Natural materials include untreated wood, cotton and latex. These were the materials people used before synthetics became available. What many don’t realize is that natural materials remain an option today. Let’s look at a few of the benefits of choosing natural, organic materials used for your furniture.
You’re Fostering Forest Conservation
If you ordered furniture made out of real wood, the odds are that it comes from a tree plantation, not a clear-cut forest. This means the trees are replanted, renewing the forest. The forest continues to be home to wildlife, whether you’re ordering oak tables or a latex bed. In the case of latex, the trees are never cut down. The latex comes from the sap of living trees. When you buy latex foam beds, you’re incentivizing farmers to keep the rubber trees growing instead of cutting them down to plant sugar cane.
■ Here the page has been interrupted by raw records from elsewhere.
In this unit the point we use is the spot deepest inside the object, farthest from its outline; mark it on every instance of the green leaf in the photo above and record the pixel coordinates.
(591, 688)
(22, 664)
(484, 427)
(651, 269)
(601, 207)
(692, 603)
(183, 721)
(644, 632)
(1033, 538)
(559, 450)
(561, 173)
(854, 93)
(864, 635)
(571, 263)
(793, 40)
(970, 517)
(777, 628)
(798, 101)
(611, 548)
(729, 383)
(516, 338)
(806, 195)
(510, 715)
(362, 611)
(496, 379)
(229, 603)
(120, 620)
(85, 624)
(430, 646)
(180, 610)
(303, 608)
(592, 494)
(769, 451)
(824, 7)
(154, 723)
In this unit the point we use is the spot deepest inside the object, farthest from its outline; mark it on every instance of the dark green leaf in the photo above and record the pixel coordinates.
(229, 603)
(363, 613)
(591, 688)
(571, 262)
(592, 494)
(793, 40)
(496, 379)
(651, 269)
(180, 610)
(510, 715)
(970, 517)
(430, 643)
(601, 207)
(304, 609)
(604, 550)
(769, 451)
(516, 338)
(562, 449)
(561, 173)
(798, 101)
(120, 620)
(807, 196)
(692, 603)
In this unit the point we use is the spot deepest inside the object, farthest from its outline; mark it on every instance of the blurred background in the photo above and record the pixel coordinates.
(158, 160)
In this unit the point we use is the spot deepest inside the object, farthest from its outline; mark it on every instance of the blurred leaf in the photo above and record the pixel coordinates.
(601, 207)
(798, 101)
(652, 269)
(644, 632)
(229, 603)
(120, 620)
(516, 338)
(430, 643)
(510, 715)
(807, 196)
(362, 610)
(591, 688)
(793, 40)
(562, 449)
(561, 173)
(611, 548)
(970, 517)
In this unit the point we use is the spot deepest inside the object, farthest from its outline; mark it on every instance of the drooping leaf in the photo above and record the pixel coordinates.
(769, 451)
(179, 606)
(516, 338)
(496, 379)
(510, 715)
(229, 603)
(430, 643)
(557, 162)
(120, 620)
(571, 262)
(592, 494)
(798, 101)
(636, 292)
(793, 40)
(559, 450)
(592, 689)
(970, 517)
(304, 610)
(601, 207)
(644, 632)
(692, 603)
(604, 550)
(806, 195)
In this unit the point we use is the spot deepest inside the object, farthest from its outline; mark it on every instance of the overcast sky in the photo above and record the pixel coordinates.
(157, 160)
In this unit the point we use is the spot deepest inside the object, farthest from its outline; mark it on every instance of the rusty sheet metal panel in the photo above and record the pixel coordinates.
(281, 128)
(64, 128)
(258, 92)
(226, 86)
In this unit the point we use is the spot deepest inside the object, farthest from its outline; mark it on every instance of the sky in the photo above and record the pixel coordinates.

If you’re buying organic wool, you’re encouraging farmers to continue grazing livestock in a sustainable manner instead of planting GMO crops.
You Aren’t Bringing Toxic Materials into Your Home
The Certi-Pur certification identifies artificial memory foam that doesn’t contain heavy metals and toxic chemicals. This is necessary because of how often memory foam imitating latex did contain those dangerous substances. When you use organic, natural materials, you don’t have to search for labels proving the material is safe. You know that it is safe.
It Is Ethical
Naturally sourced materials like latex are often raised in sustainable forests by indigenous people or local impoverished farmers who are paid more for the premium organic product. You don’t have to worry about the ethics of the material sourcing, because that is often built into the supply chain. You’re providing decent paying, sustainable jobs that don’t hurt the environment or exploit people. You might buy wood that’s processed at small mills after being raised in historic forests or wool from sheep raised by shepherds whose alternative is selling animals for meat.
A side benefit of buying natural materials is that there is not an issue with recycling. Organic wood furniture can be burned for firewood or reused in some way. Latex is recyclable or can be safely disposed of. Let your old wool or cotton mattress compost until there’s nothing left. Because there are no harsh chemicals involved, there’s no risk if you do it yourself.
It Already Has the Properties You Want
Something we often forget is that the synthetic materials are trying to imitate the characteristics found in the real thing. For example, artificial memory foam can be as soft and supportive as latex mattresses. However, they have a problem with heat retention. The solution was to add cooling gel to the memory foam. That’s a second artificial substance in the mattress you spend a third of your life in contact with. Instead of worrying about the safety of these compounds, get a latex memory foam bed. The latex is naturally filled with the air bubbles that allow your body heat to dissipate.
You may find that the real thing lasts longer than the artificial product. The longer functional life makes up for the somewhat higher cost of organic, natural materials.